The agency’s recent “paperless processing” program will help reduce the burden of processing the 200 million paper documents received every year at a value of around $40 million annually in storage costs by allowing customers to digitally submit documents to the IRS.
The initiative is a “key” to unlocking other system improvements, said Yellen, including error reductions in tax processing and secure data access for taxpayers.
“I urge Congress to supply stable and sufficient annual appropriations for the IRS as a way to sustain and construct on this progress,” Yellen said.
She also applauded the Biden administration’s efforts to shut the tax gap that, without intervention, would have reached $7 trillion over the subsequent decade. The IRS has prioritized hiring personnel to help in auditing large corporations, complex business partnerships and other wealthy taxpayers, a process that takes as much as 50 times longer compared with easy audits.
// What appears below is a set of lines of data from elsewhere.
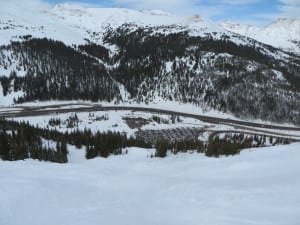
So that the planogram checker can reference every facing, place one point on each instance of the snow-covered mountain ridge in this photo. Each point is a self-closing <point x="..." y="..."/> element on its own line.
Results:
<point x="282" y="33"/>
<point x="70" y="52"/>
<point x="73" y="24"/>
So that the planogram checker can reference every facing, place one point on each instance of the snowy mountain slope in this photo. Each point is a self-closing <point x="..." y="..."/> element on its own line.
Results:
<point x="136" y="189"/>
<point x="281" y="33"/>
<point x="100" y="54"/>
<point x="74" y="24"/>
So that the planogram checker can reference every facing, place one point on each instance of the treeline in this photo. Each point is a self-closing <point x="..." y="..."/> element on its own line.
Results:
<point x="210" y="72"/>
<point x="20" y="141"/>
<point x="55" y="71"/>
The agency has already recovered roughly $38 million from about 175 delinquent tax cases for millionaires, said Yellen.
“Today’s announcement — and the opposite milestones that we have already reached — are a testament to what dedicated federal employees can do after they are provided the tools and resources to succeed,” she said.
CORRECTION: This story has been updated to say that the IRS paperless system will help with the Biden administration’s effort to chop into the federal deficit by $2.6 trillion over the subsequent 10 years.